Tri-County Regional Vocational Technical High School welcomed a panel of eight speakers, four of which are alum, who are in non-traditional careers on Dec. 1. A non-traditional career is defined is by the US Department of Labor as an occupation in which individuals from one gender comprise less than 25 percent of the individuals employed in such occupation. The panel included an early educator, firefighter/paramedic, plumber, police officer, cosmetologist, engineer, salon owner, and dental assistant.

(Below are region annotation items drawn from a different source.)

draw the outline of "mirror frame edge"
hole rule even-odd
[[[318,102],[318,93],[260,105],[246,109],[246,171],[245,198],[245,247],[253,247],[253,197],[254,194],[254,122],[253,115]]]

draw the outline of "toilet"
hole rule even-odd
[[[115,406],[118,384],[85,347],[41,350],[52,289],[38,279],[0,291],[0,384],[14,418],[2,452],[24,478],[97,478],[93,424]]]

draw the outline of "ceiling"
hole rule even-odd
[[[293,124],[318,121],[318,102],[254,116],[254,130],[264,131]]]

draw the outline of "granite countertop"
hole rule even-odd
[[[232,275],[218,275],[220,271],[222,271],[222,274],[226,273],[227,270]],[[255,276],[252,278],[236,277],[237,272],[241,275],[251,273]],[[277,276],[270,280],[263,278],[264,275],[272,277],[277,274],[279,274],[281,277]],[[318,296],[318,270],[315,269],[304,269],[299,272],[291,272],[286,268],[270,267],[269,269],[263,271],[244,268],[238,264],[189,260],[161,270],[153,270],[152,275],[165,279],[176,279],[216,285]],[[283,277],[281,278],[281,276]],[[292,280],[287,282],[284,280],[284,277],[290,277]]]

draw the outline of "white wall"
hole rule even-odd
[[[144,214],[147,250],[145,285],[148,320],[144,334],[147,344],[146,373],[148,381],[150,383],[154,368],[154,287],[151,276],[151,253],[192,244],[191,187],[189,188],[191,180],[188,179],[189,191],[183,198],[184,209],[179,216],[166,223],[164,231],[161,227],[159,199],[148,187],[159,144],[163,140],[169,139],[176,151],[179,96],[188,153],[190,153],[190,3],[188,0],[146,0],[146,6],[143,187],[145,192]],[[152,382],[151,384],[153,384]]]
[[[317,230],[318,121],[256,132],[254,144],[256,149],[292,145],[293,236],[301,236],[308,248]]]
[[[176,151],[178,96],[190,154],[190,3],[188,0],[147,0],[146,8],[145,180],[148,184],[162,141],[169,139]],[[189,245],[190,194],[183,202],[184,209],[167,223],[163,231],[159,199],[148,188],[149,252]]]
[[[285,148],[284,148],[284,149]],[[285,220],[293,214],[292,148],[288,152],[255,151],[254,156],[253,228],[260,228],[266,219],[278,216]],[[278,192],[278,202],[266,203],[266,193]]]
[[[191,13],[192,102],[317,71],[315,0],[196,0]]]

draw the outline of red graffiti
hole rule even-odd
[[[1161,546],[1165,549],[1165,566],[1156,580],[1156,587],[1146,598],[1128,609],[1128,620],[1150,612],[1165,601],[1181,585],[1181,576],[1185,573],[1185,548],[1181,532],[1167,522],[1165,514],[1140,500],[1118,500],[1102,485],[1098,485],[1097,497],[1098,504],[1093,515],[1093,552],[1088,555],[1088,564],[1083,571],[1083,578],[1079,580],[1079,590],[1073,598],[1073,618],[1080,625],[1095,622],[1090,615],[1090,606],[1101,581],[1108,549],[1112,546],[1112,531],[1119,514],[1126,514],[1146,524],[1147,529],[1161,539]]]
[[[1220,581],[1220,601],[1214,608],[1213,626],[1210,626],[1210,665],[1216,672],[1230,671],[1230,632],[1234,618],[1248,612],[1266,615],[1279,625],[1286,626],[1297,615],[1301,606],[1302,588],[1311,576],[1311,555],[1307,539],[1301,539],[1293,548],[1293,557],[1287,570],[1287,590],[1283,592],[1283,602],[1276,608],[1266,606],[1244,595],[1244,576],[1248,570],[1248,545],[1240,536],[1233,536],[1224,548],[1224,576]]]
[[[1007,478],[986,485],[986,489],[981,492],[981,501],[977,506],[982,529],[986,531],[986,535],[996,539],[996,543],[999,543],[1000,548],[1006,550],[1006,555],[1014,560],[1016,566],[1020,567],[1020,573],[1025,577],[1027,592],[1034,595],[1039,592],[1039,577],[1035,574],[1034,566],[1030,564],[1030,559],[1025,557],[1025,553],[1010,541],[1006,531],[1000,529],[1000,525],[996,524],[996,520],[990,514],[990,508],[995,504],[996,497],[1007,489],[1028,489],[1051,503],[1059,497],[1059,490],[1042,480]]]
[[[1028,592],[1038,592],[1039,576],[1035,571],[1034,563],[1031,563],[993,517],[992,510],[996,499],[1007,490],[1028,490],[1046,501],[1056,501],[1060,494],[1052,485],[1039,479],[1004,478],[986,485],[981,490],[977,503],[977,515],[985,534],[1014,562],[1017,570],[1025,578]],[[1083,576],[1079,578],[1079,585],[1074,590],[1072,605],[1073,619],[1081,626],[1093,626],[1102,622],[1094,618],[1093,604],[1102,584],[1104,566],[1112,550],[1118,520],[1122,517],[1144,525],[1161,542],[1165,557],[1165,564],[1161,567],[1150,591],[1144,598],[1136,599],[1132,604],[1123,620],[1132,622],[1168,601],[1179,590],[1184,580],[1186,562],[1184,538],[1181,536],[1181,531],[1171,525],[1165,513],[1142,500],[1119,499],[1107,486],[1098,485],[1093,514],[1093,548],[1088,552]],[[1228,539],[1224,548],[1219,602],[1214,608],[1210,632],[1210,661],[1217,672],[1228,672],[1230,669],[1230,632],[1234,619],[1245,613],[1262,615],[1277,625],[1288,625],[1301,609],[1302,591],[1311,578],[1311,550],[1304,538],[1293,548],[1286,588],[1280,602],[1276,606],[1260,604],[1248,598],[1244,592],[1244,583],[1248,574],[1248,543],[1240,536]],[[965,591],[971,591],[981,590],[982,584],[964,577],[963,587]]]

Each panelist had the opportunity to speak about what and who inspired them to pursue their careers, what a typical day at work looks like, the positive and negative aspects of having a non-traditional career, and offered advice to students who are interested in pursuing a career in a non-traditional role. Salon owner, Ken Tracy, was encouraged by his high school guidance counselor to attend Malden School for Girls in the 1960s and during the visit his passion was ignited. He noted that in his early days as a hair stylist his friends would ask him why. After he became a salon owner and found success in the profession he loved, his friends apologized for the negative comments they had made.
Many of the panelists noted the positives of being in a non-traditional career. For the early childhood educator he has found that male students flock to him as one of the only male teachers and seem to find it easier to make a connection with him. The mechanical engineer noted that she was frequently the only female on a team and was called upon to work on machines because her smaller hands were able to fit into spaces her male counterparts could not. The female police sergeant noted that her communication skills and compassion has allowed her to defuse tension during calls.
After the discussion students were able to ask questions of the panel and the freshman had thoughtful queries to help them understand if they would like to pursue a non-traditional career.